O universo mágico onde seres inanimados ganham vida quando ninguém está olhando tem um lugar especial no imaginário humano. A atração vem por uma mistura de dois elementos: a realização do faz-de-conta, pois é quando a criança (ou qualquer outro ser vivo) que inventa as histórias dorme ou está ausente que eles vivem suas próprias vidas, e o mistério, por não poder descobrir o que acontece naquela realidade, já que esses seres, a princípio, jamais coexistirão. Wander to Wonder traz bonecos, inusitados, diga-se, pois são parte de um programa de televisão. O nome vem da própria atração, apresentada por tio Billy e com seus amiguinhos bonecos Mary, Billybud e Fumbleton.
Com o público já interessado, a diretora Nina Gantz passeia pelo tempo fazendo um retrato da mudança geracional e suas implicações na linguagem televisiva, no próprio dispositivo e em sua programação. Falando do tempo, da inocência, de novas maneiras de encarar o mundo e se relacionar com ele (e com o passado também), passeamos entre o começo da história de “Wander to Wonder”, o show, para chegar a um presente quase apavorante. Nele não há entendimento ou coordenação. O que existe ali é abandono, luto e criaturas que não têm a menor ideia de como lidar com isso.
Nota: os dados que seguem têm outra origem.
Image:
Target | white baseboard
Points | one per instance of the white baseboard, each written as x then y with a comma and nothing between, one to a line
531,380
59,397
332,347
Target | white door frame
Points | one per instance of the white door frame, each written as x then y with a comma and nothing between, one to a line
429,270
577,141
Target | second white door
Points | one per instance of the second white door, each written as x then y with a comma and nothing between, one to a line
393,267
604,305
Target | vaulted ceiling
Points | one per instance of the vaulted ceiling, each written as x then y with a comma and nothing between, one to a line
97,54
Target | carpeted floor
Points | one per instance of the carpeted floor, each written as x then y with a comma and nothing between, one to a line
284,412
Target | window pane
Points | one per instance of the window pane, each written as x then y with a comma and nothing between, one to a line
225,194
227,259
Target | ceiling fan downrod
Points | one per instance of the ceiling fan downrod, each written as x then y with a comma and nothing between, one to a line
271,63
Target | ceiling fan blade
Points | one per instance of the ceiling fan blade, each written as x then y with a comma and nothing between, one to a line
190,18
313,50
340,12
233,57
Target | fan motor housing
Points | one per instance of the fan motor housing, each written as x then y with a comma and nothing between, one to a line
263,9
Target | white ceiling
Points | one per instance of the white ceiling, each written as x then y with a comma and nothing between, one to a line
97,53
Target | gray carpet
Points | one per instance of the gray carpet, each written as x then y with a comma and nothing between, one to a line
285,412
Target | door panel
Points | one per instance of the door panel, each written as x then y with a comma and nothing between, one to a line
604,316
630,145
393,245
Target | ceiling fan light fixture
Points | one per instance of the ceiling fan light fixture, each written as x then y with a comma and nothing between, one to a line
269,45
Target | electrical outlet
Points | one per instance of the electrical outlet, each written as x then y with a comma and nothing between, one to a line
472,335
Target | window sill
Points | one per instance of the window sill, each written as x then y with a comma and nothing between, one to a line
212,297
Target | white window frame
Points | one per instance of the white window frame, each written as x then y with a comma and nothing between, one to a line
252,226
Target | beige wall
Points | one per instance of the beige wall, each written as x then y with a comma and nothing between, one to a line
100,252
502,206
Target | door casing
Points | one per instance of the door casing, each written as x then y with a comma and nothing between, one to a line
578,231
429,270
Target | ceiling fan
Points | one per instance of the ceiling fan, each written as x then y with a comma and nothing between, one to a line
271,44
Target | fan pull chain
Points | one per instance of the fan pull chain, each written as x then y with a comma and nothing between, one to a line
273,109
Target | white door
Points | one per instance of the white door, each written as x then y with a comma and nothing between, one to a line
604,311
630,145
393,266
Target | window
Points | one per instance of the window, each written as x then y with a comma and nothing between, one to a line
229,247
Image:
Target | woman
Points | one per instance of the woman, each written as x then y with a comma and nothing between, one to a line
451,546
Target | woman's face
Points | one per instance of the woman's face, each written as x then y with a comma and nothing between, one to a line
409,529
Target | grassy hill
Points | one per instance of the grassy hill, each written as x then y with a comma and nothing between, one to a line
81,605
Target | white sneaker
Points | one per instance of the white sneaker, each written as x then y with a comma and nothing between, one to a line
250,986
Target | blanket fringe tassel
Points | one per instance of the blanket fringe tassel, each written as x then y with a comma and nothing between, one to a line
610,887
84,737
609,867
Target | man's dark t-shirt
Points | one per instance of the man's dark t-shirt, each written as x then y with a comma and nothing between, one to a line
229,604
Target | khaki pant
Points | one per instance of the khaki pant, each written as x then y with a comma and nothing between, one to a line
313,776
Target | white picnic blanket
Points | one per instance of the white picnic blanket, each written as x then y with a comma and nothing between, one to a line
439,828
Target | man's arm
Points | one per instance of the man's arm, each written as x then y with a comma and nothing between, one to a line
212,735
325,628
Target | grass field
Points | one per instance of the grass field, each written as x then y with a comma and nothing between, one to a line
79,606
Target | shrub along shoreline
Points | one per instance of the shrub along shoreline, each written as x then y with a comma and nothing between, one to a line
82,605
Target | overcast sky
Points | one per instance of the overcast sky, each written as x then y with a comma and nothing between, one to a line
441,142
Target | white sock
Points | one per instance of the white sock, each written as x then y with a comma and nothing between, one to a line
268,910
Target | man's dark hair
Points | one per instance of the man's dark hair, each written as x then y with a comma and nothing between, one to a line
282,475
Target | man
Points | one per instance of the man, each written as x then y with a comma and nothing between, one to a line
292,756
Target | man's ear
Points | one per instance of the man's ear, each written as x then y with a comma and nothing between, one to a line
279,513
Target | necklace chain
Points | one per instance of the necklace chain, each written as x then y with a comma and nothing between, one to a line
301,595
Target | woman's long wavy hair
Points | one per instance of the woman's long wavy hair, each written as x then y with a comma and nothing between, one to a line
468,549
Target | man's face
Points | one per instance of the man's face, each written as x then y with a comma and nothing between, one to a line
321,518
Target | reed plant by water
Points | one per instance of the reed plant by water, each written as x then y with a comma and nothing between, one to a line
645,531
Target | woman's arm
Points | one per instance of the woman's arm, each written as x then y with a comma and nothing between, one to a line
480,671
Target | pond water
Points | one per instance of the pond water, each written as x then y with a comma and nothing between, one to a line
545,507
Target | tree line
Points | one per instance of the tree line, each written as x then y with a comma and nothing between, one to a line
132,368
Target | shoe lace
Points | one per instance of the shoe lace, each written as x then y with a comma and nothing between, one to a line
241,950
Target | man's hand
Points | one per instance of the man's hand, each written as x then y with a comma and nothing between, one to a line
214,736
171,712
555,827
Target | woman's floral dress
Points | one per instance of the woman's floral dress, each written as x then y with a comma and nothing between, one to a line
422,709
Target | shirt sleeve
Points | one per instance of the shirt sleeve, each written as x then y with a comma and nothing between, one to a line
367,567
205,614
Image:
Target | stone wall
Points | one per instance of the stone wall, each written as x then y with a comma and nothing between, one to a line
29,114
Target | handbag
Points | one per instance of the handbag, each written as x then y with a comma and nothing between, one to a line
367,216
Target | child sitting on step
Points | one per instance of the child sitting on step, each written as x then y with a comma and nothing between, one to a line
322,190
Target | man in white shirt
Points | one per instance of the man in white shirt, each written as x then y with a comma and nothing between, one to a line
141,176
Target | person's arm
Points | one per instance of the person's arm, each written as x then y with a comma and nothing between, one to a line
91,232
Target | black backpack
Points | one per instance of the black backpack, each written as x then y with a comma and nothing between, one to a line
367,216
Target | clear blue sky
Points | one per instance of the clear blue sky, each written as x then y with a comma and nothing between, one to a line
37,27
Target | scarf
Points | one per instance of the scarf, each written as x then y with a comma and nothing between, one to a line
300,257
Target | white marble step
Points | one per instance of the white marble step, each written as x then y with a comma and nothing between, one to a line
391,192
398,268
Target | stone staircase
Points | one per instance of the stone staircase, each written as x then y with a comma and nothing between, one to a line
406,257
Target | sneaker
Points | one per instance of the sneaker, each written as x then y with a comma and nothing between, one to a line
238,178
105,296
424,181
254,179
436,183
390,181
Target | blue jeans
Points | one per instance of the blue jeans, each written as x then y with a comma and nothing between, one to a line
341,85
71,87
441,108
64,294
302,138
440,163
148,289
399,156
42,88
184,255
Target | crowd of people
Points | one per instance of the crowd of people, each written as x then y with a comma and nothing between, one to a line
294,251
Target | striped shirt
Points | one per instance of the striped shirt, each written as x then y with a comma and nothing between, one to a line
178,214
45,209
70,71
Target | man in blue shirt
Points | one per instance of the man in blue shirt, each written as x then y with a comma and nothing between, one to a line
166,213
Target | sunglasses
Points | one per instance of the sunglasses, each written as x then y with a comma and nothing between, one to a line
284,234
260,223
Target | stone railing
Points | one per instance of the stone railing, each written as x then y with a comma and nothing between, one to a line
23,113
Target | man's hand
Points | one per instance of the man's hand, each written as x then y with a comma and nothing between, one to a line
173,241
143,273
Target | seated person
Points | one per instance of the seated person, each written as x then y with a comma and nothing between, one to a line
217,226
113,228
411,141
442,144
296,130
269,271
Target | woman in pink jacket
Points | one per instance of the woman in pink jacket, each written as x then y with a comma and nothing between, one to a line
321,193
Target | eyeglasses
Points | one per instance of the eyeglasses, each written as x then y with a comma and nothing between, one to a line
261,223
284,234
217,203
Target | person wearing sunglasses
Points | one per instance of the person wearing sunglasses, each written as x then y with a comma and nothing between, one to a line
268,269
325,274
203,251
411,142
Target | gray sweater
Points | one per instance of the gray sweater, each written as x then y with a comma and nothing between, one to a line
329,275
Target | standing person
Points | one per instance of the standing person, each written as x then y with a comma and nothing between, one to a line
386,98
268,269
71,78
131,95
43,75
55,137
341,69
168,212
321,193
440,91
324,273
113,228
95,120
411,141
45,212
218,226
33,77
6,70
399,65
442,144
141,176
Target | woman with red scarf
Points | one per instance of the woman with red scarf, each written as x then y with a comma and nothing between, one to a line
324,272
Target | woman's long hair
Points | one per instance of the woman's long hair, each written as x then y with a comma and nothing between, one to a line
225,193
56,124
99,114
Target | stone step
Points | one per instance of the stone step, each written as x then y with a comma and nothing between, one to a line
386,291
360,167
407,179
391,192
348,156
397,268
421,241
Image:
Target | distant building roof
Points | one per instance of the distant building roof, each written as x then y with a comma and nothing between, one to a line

O curta vai se desenvolvendo de maneira perturbadora, exibindo aos poucos aquilo que já era percebido. O humor, porém, nunca deixa de estar presente, causando no espectador um estranhamento interessante, fazendo-o perceber no filme uma certa identificação, em especial em momentos de perda de figuras referenciais. O que parecia estar interessado em alcançar uma geração aprofunda sua discussão e chega a um outro ponto, num descortinar de outras dinâmicas interpessoais.
Gantz é uma animadora habilidosa e, em mais uma fricção, aborda temas complexos e pesados com o seu stop motion fofinho. Cuidadosa com todos os elementos, faz um trabalho primoroso de ambientação e usa a luz e o som para criar e instigar a tensão durante todo o filme. A exposição gradual da derrocada é incrível. Referências ao universo daquelas criaturas são, ao mesmo tempo, elementos aflitivos e bem-humorados. Seja na busca por habilidades shakespearianas, na contação de histórias e ou na reprodução de velhas marcas e roteiros. Aqueles que antes falavam para muitos e eram importantes, hoje falam para ninguém. E não têm nem quem os ajude em um momento de necessidade.
Há claro, muita ingenuidade na constituição dessas personas e atenção a suas personalidades: a otimista sábia, o habilidoso tolo e o talentoso destemido. Três seres aprisionados em uma realidade, que, em isolamento, perderam o passar do tempo e todas as mudanças tecnológicas e sociais. Além de, agora, só se relacionarem entre eles, não entendem mais como o mundo se relaciona com as figuras deles. E agora eles têm que descobrir como fazer sentido novamente. Possivelmente, em um universo paralelo qualquer, seguindo o padrão da não coexistência. Porém, mesmo em outro ambiente, o que se vê na tela são coisas que fazem parte do outro mundo, este aqui, bem humano.